Even more disturbing, Jan informs her that the only thing which will make his life bearable is for Bess to start going out and have wanton sex and return to tell him about her experiences on a continuous basis…which, being a good wife, she proceeds to do! Her community turns on her with a vengeance leading to tragedy but, astonishingly, also paving the way for a miracle.
This film was an example of a European based film movement called Dogma 95, of which Von Trier was a founding architect. The movement strained to find realism by doing away with make-up, artificial lighting, camera tricks and music to heighten emotions…in short to capture life in an unadorned way (and the hard core films in this style also tried to tell the story in real time).
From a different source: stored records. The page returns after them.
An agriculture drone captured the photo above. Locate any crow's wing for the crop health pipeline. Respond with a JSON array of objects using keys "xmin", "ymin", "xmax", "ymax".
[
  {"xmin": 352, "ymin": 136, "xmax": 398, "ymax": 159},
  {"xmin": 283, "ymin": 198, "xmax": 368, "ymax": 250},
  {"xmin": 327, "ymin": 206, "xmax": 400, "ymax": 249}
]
Though the story of Breaking the Waves may not sound realistic, the treatment most surely is and end effect does not feel forced or artificial but devastatingly true.
One big factor in this is Watson, making one of the great debuts in film history (after Helena Bonham-Carter bowed out for various reasons). Bess could easily have come off as a masochistic idiot (and Von Trier seems to frame all of his leading female characters in a similar way) but Watson makes the viewer care about a woman who loves too much and knows too little. It turned out to be an auspicious credit for all concerned (and netted Watson an Oscar nomination).
15. Kolya (1996)
Another of the profound changes which took place after the fall of the Iron Curtain was the end of the country of Czechoslovakia, which split into Slovakia and the Czech National State, the later being the more industrialized and cosmopolitan section. Though the former country had known some fine cinematic moments during the “Prague Spring” of the 1960s, that time felt quite remote by the 1990s.
In light of that the appearance of Kolya, a moving and, ultimately, Academy Award winning film was a bit of a surprise. The film’s director, Jan Sverak, had created a nominated foreign film with 1991’s The Elementary School, which was not a art house hit (and he also had won a student Academy Award). Kolya was a heartfelt film concerning a father and son like relationship and the story behind the film was that Sverak cast his own father, Zdenek, who wrote the film, in the lead role.
The elder Sverak plays a concert cellist who has fallen on hard times due to a political error. He had spent his life in earlier and happier times chasing women and avoiding responsibility. Oddly enough, he becomes susceptible to an offer to participate in a sham marriage with a Russian woman who wishes to become a Czech citizen in order to immigrate to West Germany and the man she really loves.
There’s money in it all for the mock husband but it turns out that the woman comes along with a small son, Kolya, and, as it also turns out, she must leave the child in the man’s care when she departs. Predictably, a bond forms but politics will end up playing a major part in the story for better and worse. In the end this is history as seen through the eyes of common people caught up in events beyond their control, though in this case the events were extraordinary and positive (for the moment, anyway).
Sverak pere and fils do a fine job of putting a human face on this once in a lifetime movement of events. Unfortunately, nothing in the father or son’s careers since that time has come up to the level of this film but, again, like others of the day, they had a great moment.